Devastated to learn that the Allies, too, were treating trans people as subhuman, Bertie and Sofie stop waiting to be liberated and start planning their own liberation. Their preparations to emigrate to America include training the innocent Karl to avoid recognition.
“Perhaps when you’re rested,” Bertie said, “I can teach you how to transvert.”
“I am not a man exactly like that.”
“Or you could wear some of my things,” Sofie added gently.
Here, Todd has his youngest character summarize the painful central paradox of trans life — in Nazi Germany nearly a century ago, and possibly in tomorrow’s America.
“So we have to be who we’re not in order to be who we are,” Karl says.

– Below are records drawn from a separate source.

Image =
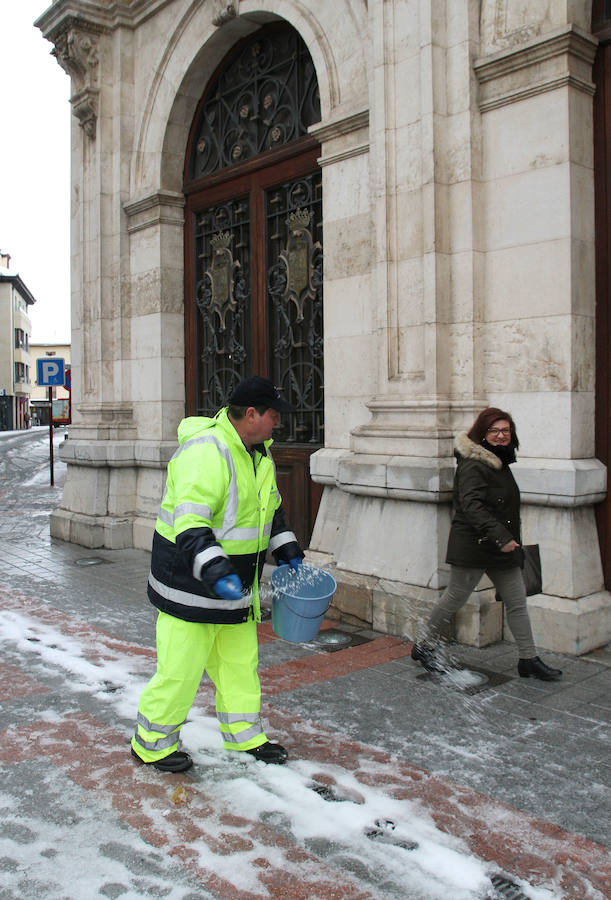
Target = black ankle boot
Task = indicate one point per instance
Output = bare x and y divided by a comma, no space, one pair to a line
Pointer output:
175,762
429,658
269,753
538,669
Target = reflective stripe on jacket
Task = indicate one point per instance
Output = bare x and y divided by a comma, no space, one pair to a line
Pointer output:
219,511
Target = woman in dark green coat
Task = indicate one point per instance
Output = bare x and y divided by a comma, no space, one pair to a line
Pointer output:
485,538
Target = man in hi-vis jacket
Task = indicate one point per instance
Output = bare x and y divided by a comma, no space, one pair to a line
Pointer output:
220,514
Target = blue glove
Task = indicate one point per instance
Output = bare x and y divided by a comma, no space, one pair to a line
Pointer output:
294,563
229,587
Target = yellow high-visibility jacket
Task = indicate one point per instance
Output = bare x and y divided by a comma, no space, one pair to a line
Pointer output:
220,513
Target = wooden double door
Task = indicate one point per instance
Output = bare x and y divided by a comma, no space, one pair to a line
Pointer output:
254,305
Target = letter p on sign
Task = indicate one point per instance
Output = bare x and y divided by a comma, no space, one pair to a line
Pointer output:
50,372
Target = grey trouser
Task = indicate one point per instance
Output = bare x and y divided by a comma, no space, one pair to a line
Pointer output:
509,585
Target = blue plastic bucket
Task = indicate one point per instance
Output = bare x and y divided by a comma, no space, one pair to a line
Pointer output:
300,601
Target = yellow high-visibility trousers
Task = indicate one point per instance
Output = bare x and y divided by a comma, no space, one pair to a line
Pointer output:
229,653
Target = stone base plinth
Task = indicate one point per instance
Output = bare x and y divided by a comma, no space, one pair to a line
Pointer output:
110,532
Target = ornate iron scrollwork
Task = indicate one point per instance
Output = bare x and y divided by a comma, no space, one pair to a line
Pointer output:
294,285
264,98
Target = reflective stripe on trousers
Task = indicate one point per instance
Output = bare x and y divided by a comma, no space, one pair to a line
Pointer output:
229,654
235,735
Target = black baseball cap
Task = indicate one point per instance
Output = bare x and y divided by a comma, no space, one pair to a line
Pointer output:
258,391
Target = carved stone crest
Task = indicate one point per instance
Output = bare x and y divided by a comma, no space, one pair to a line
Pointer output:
221,297
76,50
297,258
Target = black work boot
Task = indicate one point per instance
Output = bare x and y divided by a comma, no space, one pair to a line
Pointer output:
175,762
429,658
538,669
269,753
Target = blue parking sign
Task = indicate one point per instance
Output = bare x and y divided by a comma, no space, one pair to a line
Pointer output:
50,372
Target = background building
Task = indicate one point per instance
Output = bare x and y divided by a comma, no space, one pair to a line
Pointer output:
440,157
15,359
39,396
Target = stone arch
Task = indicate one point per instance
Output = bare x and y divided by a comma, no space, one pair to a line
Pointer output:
196,48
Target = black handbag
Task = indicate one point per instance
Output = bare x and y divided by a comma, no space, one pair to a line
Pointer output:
531,570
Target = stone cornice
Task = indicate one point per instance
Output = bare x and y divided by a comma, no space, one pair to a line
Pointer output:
96,15
327,131
563,483
347,127
561,58
160,208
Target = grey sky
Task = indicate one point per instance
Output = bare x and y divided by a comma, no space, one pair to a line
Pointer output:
35,167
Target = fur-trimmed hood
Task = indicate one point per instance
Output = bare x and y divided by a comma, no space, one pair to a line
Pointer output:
468,449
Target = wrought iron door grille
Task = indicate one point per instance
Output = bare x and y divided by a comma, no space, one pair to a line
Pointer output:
266,97
223,299
295,304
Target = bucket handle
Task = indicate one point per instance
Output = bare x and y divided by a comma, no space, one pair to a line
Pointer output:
290,609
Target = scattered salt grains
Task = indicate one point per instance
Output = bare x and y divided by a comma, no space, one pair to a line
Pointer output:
439,866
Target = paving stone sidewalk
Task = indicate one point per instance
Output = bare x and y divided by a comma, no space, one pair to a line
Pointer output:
515,772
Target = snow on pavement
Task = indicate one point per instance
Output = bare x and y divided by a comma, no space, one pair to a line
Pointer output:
287,799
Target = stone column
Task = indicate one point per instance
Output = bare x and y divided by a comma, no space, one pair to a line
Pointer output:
99,496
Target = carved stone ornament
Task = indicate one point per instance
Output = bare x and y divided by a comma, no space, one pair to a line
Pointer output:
221,298
226,13
297,257
76,50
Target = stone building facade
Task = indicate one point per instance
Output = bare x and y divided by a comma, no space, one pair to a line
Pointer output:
453,147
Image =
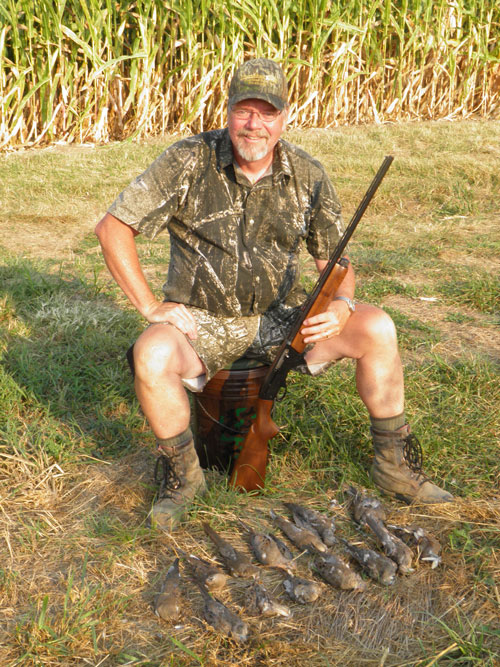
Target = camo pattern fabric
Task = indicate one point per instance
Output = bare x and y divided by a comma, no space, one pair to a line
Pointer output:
223,340
234,246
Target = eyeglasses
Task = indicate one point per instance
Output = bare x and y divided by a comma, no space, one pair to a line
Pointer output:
264,116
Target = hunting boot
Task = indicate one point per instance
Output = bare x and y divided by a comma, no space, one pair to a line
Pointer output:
180,479
397,468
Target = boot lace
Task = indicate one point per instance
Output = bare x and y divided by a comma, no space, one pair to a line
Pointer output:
165,476
412,453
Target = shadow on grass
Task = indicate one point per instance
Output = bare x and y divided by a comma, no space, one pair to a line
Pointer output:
62,359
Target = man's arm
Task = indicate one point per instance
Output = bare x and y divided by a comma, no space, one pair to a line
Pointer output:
332,321
117,241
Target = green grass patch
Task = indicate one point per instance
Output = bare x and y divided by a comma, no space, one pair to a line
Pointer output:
471,287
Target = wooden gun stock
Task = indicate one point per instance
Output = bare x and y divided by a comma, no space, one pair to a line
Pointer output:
249,471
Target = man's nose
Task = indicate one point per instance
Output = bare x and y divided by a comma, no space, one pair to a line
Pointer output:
254,120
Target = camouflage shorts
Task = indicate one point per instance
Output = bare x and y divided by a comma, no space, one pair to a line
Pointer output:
223,340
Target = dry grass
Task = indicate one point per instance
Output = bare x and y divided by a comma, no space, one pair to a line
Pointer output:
74,563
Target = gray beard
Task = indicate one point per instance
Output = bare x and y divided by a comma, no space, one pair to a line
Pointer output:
251,153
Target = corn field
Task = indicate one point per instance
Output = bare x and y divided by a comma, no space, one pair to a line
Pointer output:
95,71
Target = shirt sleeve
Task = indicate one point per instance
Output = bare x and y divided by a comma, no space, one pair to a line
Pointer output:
326,227
153,198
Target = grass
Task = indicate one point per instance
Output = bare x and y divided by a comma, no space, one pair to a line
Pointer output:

As their need to flee grows more urgent — this time, from the Allied soldiers who are arresting queer people while freeing the rest of the country — Bertie must destroy the evidence of their assumed identities. He lights a bonfire and burns the very thing that most disaster survivors grab on their way out the door: the photo albums commemorating the once-carefree life he lived when he could be who he truly was.
“Everything had burned, ever since that night at the Institut,” Bertie reflects as the flames lick at images of his happier self. “First the twenty thousand books and then the countless people and then the proof that any of it had ever happened at all. It seemed like every last one of the normally sexed was in on it. It hurt his heart.”
As their escape ship pulls into New York harbor, Bertie ponders the permanence of his pain. “A great sadness fell upon him. Deutschland was behind him forever. He had loved his country. But what he loved was what it used to be, what had been lost. The things it could have been … Pride in a country was what it could do for its people, not what it could take away. Yet here they were. And he would need to get used to it.”
Exhaustively researched, gorgeously crafted and presciently timed, “The Lilac People” exhumes a buried history that could leave us mourning our lost democracy if we don’t learn from, and act on, its tragic lessons.
Maran, author of “The New Old Me” and other books, lives in a Silver Lake bungalow that’s even older than she is.